I have to confess to finding this a bit of hard work this time. There was a large tray on display of what I can only guess was fish tripe. The place didn't smell bad at all, but my asthma was playing up and somehow with all the water on the floor and that tray of offal I was thinking longingly of nice neat frozen fillets or tidy little tins. However, being a stalwart tightwad, I joined the queue and even instructed Bill to snatch up his chosen box before someone else grabbed it. The woman behind the counter identified cod, haddock and the little red gurnard.

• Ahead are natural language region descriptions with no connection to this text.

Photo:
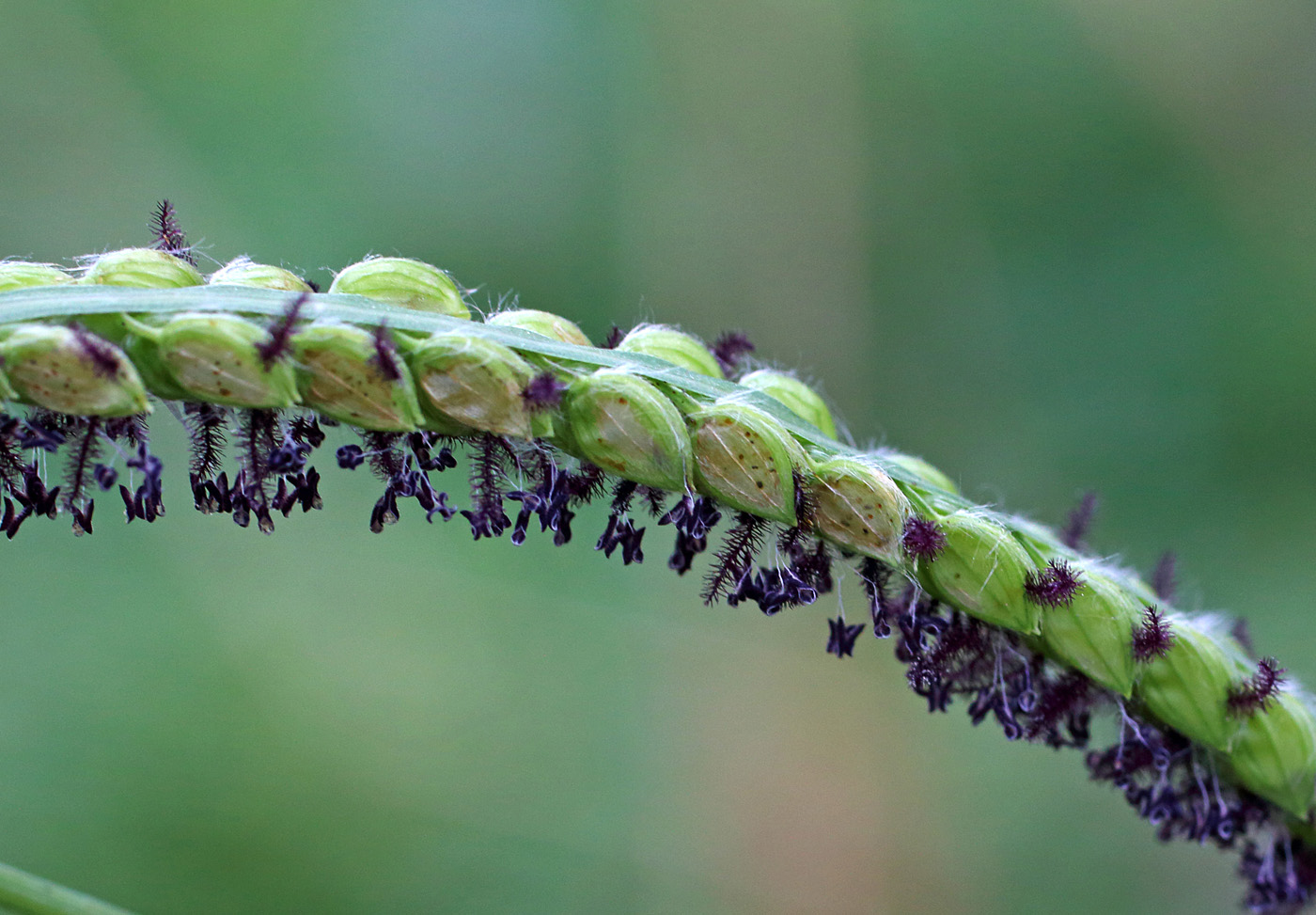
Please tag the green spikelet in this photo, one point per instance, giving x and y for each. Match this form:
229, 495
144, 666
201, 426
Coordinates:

I was thinking this was un-processed fish, like the sign said. As we walked home along the prom there were swarms of birds: seagulls, herring gulls and rooks. I wondered if they would swoop down on the bag Bill was carrying but apparently they had easier sources from the cars full of folks eating fish and chips. When we got home I put on my rubber gloves and took up a knife, mentally girding myself to gut each of the fish. It's been years since I did this, but it must be rather like riding a bicycle. As it turned out all but the small gurnard were already gutted, so I just did that one which was easy enough once started. I'd never seen one of these before. It reminded me of a small dragon with all the red spiny bits; his mouth was nearly like a bird's bill, a funny creature it was.
I weighed up the fish and it came to 4.8 kg or 10.6 pounds; less than 50p per pound. Sure, some of that is in the heads and bones and I'm afraid I'm going to waste the opportunity to make fish stock as it's completely out of my comfort zone to even consider what I might use it for. I'm from Oklahoma, remember, I didn't grow up with a fishstock heritage. I bagged three of the fish large separately, and put the smallest cod/haddock in with the gurnard. That's four fish meals for future.
We'll both have a fine meal off that single large fish and for about the same price as a tin of tuna. You can't say fairer than that.